Павел, конечно, сначала искал истину отдельно от Христа. Он был религиоведом. Его преданность была истинной, но он слишком полагался на собственное понимание, делая из-за него опрометчивые суждения. Он должен был превзойти себя, выйти за пределы своего базового понимания, чтобы активировать потенциал своего сердца, и именно это и произошло с ним по дороге в Дамаск. Но даже тогда он хотел сохранить свое величие, и ему пришлось научиться принимать свою слабость. Наконец, когда он, наконец, прекратил погоню за такой славой, он мог действительно умереть для себя и оказаться готовым принять Божью благодать; тогда и только тогда он был готов сделать все, что Бог повелел ему сделать:
Я должен похвастаться; это ничего не даст, но я перейду к видениям и откровениям Господа. Я знаю человека во Христе, который четырнадцать лет тому назад был восхищен до третьего неба, в теле ли, вне ли тела, не знаю, Бог знает. И я знаю, что этот человек был восхищен в рай - в теле ли, вне ли тела, я не знаю, Бог знает - и он слышал то, что нельзя сказать, что человек не может произнести. От имени этого человека я буду хвалиться, а от себя не буду хвалиться, кроме как своими немощами. Хотя, если я хочу похвалиться, я не буду глупцом, потому что буду говорить правду. Но я воздерживаюсь от этого, чтобы никто не думал обо мне больше, чем он увидит во мне или услышит от меня. И чтобы я не слишком превозносился обилием откровений, дано мне жало в плоть, посланник сатаны, удручать меня, чтобы я не слишком превозносился. Трижды просил я Господа об этом, чтобы оно оставило меня; но он сказал мне: довольно для тебя благодати Моей, ибо сила Моя совершается в немощи. Я гораздо охотнее буду хвалиться своими немощами, чтобы обитала во мне сила Христова (2 Кор. 12:1-9).

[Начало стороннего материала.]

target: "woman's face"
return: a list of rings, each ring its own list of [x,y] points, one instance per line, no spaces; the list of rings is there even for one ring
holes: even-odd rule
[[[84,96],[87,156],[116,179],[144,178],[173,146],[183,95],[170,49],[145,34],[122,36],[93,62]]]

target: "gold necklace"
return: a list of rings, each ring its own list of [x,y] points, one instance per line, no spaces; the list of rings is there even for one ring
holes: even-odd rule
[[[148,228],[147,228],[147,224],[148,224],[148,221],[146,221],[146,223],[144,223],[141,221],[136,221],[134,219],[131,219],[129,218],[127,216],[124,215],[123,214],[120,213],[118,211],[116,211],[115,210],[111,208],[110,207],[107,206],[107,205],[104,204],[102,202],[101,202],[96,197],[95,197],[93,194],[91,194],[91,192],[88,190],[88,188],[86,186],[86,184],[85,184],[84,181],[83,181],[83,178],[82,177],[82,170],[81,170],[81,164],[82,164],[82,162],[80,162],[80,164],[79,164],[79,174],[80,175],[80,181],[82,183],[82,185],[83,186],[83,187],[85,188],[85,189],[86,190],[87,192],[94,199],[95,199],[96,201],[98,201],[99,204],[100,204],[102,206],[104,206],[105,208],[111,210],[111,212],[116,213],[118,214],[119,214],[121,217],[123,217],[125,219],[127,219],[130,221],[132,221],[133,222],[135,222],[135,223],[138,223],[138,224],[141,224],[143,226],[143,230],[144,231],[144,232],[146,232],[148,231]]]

Пётр также был призван к истине вне себя; его осознание того, кем был Иисус, пришло извне (ср. Мф. 16:17). Когда он осознал это, то смог положиться на Дух Божий и следовать за Ним, куда бы он ни вел, даже если это шло вразрез с его собственными ожиданиями и предубеждениями.
Процесс, посредством которого мы открываемся Христу, процесс, посредством которого мы умираем для себя, позволяет нам столкнуться с трансцендентной реальностью Христа. Но чтобы по-настоящему умереть для себя, мы должны сделать все возможное, чтобы сжечь все семена эгоистичного эго, все привычки и склонности, которые заставят нас снова привязаться к себе и нашему низкому образу мышления. Это часть того, что представляет собой духовная жизнь. Как только мы предаем огню все импульсы и привычки падшего «я», мы, подобно Петру и Павлу, действительно можем умереть для мира и испытать славу вечной жизни, так что, что бы мы ни испытали, мы никогда не окажемся отсеченными. прочь от славы Христа.
[1] Св. Максим Исповедник, О затруднениях в Священном Писании: Ответы Фаласию. Транс. Максимос Констас (Вашингтон, округ Колумбия: CUA Press, 2018), 182.
[2] Св. Максим Исповедник, О затруднениях в Писании: Ответы Фалассию, 114.
[3] Павел Флоренский, Столп и утверждение истины. Транс. Борис Яким (Принстон: Princeton University Press, 1997), 120.